The Roundtable: America Has Voted. Now What?

The Roundtable: America Has Voted. Now What?

Editor's Note: Welcome to our monthly roundtable discussion. Each month, our five student editors will come together to debate a major issue shaping our world. This transcript has been lightly edited for length and clarity.

Minwoo Jung: Well, the world has its answer. Donald Trump will be the 47th President of the United States. It's a political comeback without modern precedent, a seismic event that will reshape the geopolitical landscape for years to come. In capitals around the world, from Brussels to Tokyo to Seoul, foreign policy establishments are now scrambling to adjust to a new and deeply uncertain reality. I think the only place to start is: what are the biggest international implications of this result?

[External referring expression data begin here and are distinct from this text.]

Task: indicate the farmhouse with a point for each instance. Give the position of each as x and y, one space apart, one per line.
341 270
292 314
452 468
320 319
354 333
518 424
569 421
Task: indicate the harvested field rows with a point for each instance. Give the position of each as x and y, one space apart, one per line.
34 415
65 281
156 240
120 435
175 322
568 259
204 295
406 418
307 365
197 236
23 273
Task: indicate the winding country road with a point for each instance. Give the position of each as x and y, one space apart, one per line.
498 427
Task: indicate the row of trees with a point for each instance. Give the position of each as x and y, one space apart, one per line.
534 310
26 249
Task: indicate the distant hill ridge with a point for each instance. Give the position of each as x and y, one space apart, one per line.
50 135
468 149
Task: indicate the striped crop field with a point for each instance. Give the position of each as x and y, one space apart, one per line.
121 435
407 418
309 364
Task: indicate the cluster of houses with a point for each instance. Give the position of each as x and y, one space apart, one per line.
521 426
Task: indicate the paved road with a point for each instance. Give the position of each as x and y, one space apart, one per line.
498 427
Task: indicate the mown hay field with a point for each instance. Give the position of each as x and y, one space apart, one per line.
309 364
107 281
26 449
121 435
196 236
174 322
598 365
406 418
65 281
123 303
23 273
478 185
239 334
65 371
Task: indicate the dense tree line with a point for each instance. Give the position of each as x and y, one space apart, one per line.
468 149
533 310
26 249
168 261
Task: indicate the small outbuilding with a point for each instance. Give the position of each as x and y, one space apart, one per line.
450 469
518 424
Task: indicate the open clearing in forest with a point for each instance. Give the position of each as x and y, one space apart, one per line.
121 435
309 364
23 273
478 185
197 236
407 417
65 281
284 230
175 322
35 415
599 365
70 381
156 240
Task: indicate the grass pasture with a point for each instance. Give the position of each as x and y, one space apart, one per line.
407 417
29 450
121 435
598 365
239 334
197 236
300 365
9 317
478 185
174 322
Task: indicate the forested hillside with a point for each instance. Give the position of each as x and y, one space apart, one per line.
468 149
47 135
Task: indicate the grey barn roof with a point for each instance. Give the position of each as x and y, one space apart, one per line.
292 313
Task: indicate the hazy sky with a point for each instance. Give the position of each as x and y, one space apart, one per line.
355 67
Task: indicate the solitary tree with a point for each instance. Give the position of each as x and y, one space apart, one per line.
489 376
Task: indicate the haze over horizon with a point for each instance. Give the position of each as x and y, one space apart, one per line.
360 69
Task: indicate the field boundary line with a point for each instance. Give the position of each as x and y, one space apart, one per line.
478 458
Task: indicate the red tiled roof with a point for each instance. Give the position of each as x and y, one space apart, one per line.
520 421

Anthony Min: The first and most immediate implication is for the global economy. A second Trump term likely means a return to the "America First" trade policy of his first term, but on a much grander scale. He has openly talked about imposing a universal baseline tariff of 10% on all imports, and an even higher tariff on goods from China. This would be a massive shock to the global trading system, likely triggering a new round of retaliatory tariffs and a significant slowdown in the global economy. The era of stable, predictable free trade is definitively over.

Yonghyuk Choi: The implications for America's security alliances are just as profound. In the sports world, a team relies on a set of rules and a trusted captain. For seventy years, the US has been the captain of the Western alliance. Trump sees these alliances not as a source of mutual security, but as a transactional protection racket. His open skepticism about the value of NATO and the US-Korea alliance is not just talk; it is a core part of his worldview. Allies are now facing the very real prospect of having to provide for their own security in a way they have not had to for generations.

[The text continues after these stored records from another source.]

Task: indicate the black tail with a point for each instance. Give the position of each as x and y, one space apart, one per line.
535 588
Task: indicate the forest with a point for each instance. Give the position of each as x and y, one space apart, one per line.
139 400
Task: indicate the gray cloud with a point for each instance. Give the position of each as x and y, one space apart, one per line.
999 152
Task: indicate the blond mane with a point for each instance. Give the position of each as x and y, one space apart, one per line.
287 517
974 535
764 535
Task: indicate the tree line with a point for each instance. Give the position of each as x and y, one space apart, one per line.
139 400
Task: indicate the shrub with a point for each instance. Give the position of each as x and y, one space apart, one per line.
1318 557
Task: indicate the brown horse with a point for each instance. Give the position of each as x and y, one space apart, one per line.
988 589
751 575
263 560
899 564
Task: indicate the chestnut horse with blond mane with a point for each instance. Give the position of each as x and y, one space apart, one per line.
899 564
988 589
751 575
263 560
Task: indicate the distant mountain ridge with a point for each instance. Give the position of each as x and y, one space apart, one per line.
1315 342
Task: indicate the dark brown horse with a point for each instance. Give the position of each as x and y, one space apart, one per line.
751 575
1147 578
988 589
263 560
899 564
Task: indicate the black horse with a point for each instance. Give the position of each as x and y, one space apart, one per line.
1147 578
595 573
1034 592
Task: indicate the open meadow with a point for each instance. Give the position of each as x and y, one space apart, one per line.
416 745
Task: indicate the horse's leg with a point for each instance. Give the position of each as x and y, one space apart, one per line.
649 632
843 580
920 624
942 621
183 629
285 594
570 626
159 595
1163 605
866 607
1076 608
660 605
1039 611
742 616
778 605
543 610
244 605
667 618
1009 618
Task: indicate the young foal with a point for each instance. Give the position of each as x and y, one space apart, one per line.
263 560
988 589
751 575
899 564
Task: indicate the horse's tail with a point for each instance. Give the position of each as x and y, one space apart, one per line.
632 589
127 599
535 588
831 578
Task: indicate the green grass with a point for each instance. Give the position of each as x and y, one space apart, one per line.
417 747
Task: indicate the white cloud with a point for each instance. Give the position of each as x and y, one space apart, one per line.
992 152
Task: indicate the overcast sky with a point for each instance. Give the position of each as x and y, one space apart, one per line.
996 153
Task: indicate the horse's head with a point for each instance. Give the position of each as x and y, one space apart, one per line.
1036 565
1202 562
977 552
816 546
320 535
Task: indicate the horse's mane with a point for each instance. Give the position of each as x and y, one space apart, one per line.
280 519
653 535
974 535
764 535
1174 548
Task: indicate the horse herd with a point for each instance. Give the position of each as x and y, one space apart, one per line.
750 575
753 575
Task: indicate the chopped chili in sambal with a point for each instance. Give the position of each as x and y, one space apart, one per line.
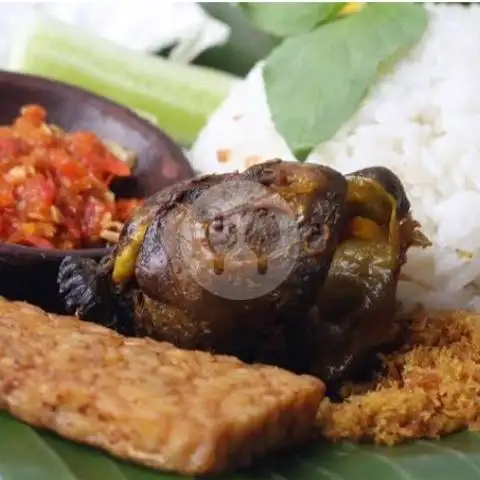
55 186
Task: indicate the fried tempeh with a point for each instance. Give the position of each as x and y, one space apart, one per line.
149 402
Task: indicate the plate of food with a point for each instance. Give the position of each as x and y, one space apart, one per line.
307 306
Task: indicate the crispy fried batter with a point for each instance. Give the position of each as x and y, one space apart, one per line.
431 388
149 402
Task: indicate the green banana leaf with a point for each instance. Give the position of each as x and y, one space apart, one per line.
29 454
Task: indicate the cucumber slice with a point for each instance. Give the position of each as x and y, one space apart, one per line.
178 98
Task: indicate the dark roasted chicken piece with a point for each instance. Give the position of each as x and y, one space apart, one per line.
286 263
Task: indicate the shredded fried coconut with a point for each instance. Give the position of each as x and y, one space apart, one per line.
431 386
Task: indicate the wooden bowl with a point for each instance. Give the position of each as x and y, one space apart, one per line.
28 273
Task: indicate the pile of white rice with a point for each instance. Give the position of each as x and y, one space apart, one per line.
422 121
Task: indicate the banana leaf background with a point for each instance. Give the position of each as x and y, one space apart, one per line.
30 454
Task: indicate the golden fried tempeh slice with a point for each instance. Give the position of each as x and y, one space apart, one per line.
145 401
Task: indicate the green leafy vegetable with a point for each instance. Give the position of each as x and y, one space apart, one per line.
286 19
28 454
316 81
178 98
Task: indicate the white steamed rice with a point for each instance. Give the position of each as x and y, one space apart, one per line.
422 121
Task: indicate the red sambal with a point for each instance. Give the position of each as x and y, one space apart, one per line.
55 186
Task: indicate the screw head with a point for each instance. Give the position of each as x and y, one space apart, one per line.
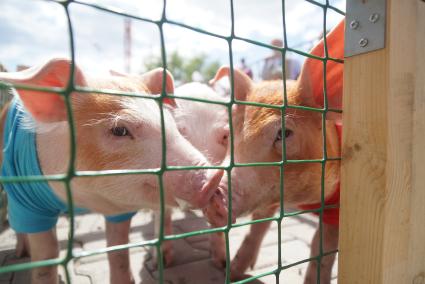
363 42
354 24
373 18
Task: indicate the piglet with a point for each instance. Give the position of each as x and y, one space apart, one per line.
206 127
111 133
258 137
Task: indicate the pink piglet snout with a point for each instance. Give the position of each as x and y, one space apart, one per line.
202 198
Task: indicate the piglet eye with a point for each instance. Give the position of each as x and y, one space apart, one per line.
120 131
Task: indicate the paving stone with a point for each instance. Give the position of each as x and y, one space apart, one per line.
293 275
183 253
192 257
193 273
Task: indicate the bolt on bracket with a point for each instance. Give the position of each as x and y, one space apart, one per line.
364 26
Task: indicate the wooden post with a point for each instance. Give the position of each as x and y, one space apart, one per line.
382 232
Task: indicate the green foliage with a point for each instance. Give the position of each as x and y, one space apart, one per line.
182 68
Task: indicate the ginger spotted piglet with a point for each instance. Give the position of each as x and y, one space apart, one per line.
205 126
258 136
111 133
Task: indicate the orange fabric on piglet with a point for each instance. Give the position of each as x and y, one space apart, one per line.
334 70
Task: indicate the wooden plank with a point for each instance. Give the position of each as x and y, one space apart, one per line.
417 229
383 175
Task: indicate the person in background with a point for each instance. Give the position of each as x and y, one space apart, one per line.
245 68
272 68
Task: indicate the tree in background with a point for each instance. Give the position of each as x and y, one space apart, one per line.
185 69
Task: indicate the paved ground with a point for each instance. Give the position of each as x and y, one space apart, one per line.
192 262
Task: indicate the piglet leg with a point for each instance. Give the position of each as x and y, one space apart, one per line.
247 254
330 243
119 261
167 246
44 246
218 249
22 245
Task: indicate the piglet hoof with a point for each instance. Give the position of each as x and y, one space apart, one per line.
22 245
239 267
237 275
167 255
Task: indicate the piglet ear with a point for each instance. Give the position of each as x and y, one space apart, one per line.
45 106
153 81
242 83
310 82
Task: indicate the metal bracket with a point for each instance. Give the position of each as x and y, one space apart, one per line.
364 26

Yehee Jung: From a science and public health perspective, the result is devastating. The first Trump administration withdrew the US from the Paris Agreement on climate change and weakened a host of domestic environmental regulations. A second term will likely see a full-scale assault on the green energy transition, both domestically and internationally. For the global effort to combat climate change, which is already dangerously behind schedule, this is a catastrophic setback. The same goes for global health security; a US that is hostile to international institutions like the WHO makes us all more vulnerable to the next pandemic.

Saerom Kim: Living here in the US, the result feels less like a political shift and more like a cultural earthquake. It's a validation for a huge portion of the country that feels left behind and ignored by the coastal elites and the mainstream media. It's a rejection of what they see as "woke" culture and a reassertion of a more traditional, nationalist vision of America. The country was already deeply divided, but this result feels like it has solidified the existence of two separate nations living within the same borders, each with its own set of values and its own version of reality. The cultural healing that many hoped for after 2020 is not coming.

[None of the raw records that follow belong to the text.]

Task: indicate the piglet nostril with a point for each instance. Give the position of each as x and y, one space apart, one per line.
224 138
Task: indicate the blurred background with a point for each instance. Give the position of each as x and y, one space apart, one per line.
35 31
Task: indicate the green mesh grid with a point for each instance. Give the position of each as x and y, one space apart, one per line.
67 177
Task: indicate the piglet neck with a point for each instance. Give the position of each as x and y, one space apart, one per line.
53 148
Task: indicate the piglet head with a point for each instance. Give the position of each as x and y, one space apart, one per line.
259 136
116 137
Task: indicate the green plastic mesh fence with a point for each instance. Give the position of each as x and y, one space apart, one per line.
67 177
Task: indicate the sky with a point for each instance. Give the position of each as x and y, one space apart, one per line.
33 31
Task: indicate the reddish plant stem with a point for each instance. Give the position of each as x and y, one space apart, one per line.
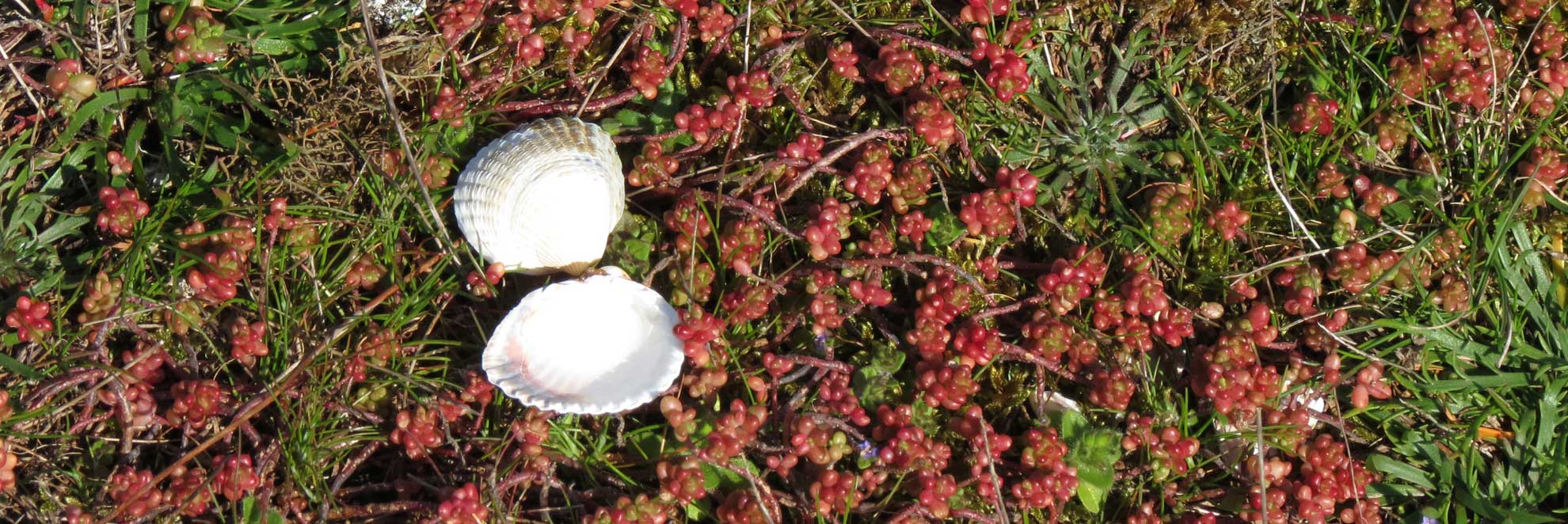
966 515
54 386
637 139
800 108
969 156
819 363
835 156
380 509
1009 308
1017 353
955 270
280 386
534 108
836 424
935 47
767 218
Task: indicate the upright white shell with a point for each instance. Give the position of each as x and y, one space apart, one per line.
603 344
543 198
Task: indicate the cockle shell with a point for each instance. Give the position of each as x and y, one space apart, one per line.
595 346
543 198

Minwoo Jung: That internal division is key. A United States that is so deeply at war with itself is an inherently less reliable and more unpredictable actor on the world stage. For both our allies and our adversaries, the central challenge of the next four years will be navigating an America that is more inward-looking, more transactional, and less constrained by the traditional norms of international relations than at any point in modern history. The world has changed.


Final Thoughts

Yonghyuk Choi: The captain of the team has been reinstated, but he has made it clear he doesn't believe in the value of his teammates.

Anthony Min: The global economy, which is built on a foundation of stable trade, is about to be hit by the hurricane of "America First" protectionism.

Saerom Kim: This election wasn't just about politics; it was a victory for a specific cultural identity and a rejection of the direction modern America has been heading.

Yehee Jung: The single biggest obstacle to solving global problems like climate change and pandemics is not technology or science, but the domestic politics of the United States.

Minwoo Jung: An unpredictable America creates a more dangerous world, forcing allies to hedge and emboldening adversaries to test the limits of a fractured international order.